The survey also shattered the feminist myth that men who murder
wives are treated leniently by the “male” criminal
justice system. In fact, exactly the opposite is true ““ men
convicted of murdering a spouse are sentenced to three times as
many years in jail as women so convicted. In addition, women were
10 times as likely to get probation for their crime as men.
As a whole, the Justice Department survey reports that of all
familial murders (of spouses or of children), males were the
victims in 56 percent of all cases and that females were more
likely to have killed males than males to have killed females.
Feminist academics often pretend that domestic violence is a
crime committed uniquely by men against women, which they blame on
“patriarchy.” In reality, domestic violence is as
common in lesbian relationships as it is in heterosexual ones. One
survey of bisexual women showed that they were 40 percent more
likely to have been abused by their most recent female partner than
all of the their past male partners combined.
According to St. Joseph’s University sociology professor
Claire Renzetti: “It appears that violence in lesbian
relationships occurs at about the same frequency as violence in
heterosexual relationships… (lesbian) batterers display a
terrifying ingenuity in their selection of abuse tactics,
frequently tailoring the abuse to the specific vulnerabilities of
their partners” (“Violent Betrayal: Partner Abuse in
Lesbian Relationships”).
As well as being responsible for their share of spousal abuse,
women are responsible for more than their share of abuse against
children.

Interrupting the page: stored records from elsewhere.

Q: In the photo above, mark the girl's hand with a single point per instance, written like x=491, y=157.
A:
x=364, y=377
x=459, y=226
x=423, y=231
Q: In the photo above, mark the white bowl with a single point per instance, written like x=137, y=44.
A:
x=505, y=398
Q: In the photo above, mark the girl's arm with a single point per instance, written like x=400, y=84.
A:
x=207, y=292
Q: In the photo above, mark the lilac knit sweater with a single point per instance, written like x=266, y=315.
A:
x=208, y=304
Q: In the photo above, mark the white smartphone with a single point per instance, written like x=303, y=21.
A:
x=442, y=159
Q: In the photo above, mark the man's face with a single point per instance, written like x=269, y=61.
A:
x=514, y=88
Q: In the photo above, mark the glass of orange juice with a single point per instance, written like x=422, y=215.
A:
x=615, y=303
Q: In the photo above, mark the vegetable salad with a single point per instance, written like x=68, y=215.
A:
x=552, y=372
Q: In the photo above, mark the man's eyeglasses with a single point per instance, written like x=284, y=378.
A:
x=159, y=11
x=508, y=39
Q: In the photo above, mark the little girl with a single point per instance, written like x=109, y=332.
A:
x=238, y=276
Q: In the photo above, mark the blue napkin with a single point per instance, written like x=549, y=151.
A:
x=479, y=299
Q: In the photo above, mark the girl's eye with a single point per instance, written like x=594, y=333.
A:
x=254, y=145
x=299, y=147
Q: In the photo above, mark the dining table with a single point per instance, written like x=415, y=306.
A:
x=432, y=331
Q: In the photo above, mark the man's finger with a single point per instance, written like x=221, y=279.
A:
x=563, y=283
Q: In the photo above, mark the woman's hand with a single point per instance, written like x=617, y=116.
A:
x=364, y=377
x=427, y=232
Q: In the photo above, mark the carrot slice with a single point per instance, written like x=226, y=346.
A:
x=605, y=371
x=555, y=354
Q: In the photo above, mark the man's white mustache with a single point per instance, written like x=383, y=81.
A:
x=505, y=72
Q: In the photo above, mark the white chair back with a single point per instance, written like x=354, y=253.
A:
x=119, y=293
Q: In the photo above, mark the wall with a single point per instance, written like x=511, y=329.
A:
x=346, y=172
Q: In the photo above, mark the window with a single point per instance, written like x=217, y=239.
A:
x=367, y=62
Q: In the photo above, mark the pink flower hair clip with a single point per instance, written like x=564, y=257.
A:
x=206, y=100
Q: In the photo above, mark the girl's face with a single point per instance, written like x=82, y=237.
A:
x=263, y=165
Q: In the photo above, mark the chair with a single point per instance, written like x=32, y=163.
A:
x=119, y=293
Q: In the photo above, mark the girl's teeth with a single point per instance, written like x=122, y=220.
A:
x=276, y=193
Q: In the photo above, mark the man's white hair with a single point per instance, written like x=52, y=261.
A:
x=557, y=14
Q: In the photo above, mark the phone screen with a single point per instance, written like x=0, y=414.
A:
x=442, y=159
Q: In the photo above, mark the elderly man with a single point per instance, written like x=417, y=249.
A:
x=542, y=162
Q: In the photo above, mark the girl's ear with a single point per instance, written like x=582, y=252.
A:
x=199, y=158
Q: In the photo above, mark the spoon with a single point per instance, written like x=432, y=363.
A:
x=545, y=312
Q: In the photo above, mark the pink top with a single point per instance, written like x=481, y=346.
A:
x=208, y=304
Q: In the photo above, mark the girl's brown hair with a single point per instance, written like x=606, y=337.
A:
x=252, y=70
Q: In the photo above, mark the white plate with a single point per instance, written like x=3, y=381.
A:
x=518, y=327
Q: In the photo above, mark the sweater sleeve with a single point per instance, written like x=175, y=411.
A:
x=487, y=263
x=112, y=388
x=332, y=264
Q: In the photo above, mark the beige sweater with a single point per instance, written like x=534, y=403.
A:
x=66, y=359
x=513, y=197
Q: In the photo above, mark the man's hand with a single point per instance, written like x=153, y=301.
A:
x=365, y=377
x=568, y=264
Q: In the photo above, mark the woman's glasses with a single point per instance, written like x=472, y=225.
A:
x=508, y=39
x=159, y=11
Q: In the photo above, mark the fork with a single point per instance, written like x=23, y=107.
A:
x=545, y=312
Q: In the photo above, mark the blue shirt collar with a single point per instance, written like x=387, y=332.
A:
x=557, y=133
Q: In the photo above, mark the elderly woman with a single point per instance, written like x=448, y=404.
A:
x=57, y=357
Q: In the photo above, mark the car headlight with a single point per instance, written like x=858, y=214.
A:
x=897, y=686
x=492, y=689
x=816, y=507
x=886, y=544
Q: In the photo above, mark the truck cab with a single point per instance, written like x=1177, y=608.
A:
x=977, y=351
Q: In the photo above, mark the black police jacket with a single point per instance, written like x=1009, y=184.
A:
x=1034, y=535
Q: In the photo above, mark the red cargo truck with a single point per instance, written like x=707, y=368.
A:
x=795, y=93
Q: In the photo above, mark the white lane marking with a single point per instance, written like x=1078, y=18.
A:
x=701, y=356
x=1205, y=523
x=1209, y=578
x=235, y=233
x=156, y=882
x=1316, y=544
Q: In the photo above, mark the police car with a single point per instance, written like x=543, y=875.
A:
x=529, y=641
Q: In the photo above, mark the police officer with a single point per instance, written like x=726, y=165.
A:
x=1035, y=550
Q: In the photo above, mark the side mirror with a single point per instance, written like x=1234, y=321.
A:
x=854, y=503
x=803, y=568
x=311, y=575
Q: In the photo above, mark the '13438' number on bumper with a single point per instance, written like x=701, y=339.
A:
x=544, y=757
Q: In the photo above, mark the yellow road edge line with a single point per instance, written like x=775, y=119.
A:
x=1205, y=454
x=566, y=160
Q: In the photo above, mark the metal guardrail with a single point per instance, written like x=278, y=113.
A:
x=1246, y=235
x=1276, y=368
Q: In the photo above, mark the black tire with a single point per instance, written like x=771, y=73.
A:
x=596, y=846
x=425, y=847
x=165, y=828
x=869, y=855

A recent study of confirmed child abuse found mothers
committed the abuse at nearly four times the rate of fathers.
Another showed that well over half of parental murders of children
are committed by mothers, not fathers (“Ceasefire: Why Women
and Men Must Join Forces to Achieve Equality” by Cathy
Young).
A USC survey cited by radio doctor Dean O’Dell showed that
incidence of Sudden Infant Death Syndrome is actually not as common
as once believed, because many of the dead infants had, in fact,
been suffocated under a pillow by their mothers, who then claimed
“SIDS.” Child endangerment and child neglect are also
overwhelmingly female.
While many prominent feminists such as Gloria Steinem have been
instrumental in distorting the truth about men, women and domestic
violence, some dissident feminists are speaking out against these
misandrist lies.
For example, feminist activist Erin Pizzey, a pioneer from the
early 1970s in advocating for battered women and the author of
“Scream Silently or the Neighbors Will Hear,” says that
domestic violence against men is now ridiculed and ignored in the
same way that domestic violence against women was ignored 30 years
ago. She says “there are as many violent women as men, but
there’s a lot of money (now) in hating men. The activists…
(are) there to fund their budgets, their conferences and their
statements against men.”
Even Susan Faludi, author of the feminist classic
“Backlash,” has appeared on talk shows speaking with,
and advocating for, battered men.
And several organizations, such as SAFE (Stop Abuse for
Everyone) have united men and women in the cause of bringing to the
public the obvious truth that domestic violence is a two-way street
(http://www.dgp.utoronto.ca/~jade/safe/).
Familial violence ““ by and against both men and women
““ is a serious problem in a violence-wracked America, but it
is a problem for which both men and women share equal
responsibility. Over the past 30 years, feminist activists have
justly called abusive men to account for their despicable actions.
It’s now time to do the same for abusive women.